Furthermore, medical imaging such as CT scans may not provide valuable findings for differential diagnosis, but they are useful in evaluating the size, diameter, and extent of the mass. The most accurate method for the definitive diagnosis of schwannoma is histopathological assays. Schwannomas generally have a smooth appearance and are covered by a capsule derived from the perineurium of the nerve. 

These tumors also grow eccentrically to the nerve from which they arise. Another diagnostic criterion is the presence of spindle cells with a basophilic histological pattern. In the present study, the pathology report described a benign spindle cell neoplasm that was compatible with schwannoma.

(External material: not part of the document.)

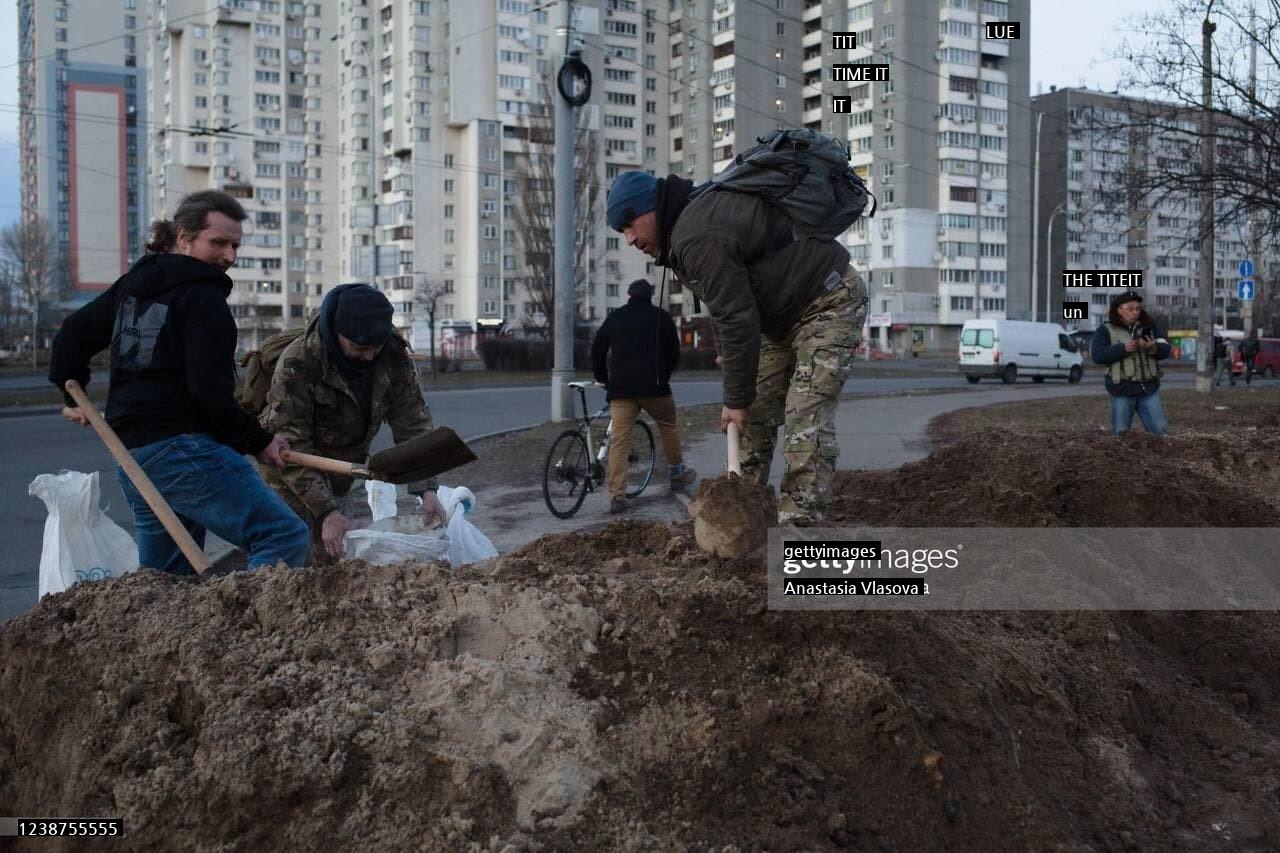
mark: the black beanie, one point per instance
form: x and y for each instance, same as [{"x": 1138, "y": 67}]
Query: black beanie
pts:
[{"x": 364, "y": 316}]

In the macroscopic view, schwannoma is lonely, well-demarcated with a round or oval shape, yellowish to grayish in color, and shiny on cutsurface.6In our study, the macroscopic appearance of the mass was in accordance with schwannoma criteria, but as mentioned, it has no high diagnostic value.

According to the nature of schwannoma, excision by external approach or endonasal surgery is the treatment of choice based on tumor size and extension. With this in mind, in our case due to the tumor size and its limited extension, the endonasal approach was selected.

Conclusion

Nasal cavity schwannoma is extremely rare. An accurate diagnosis is made only with histopathological reports. It seems that nasal cavity schwannomas originate from trigeminal nerve branches, but the issue is open to discussion. Furthermore, endoscopic surgery is an efficient method to remove most of the benign mass of the nasal cavity such as schwannoma.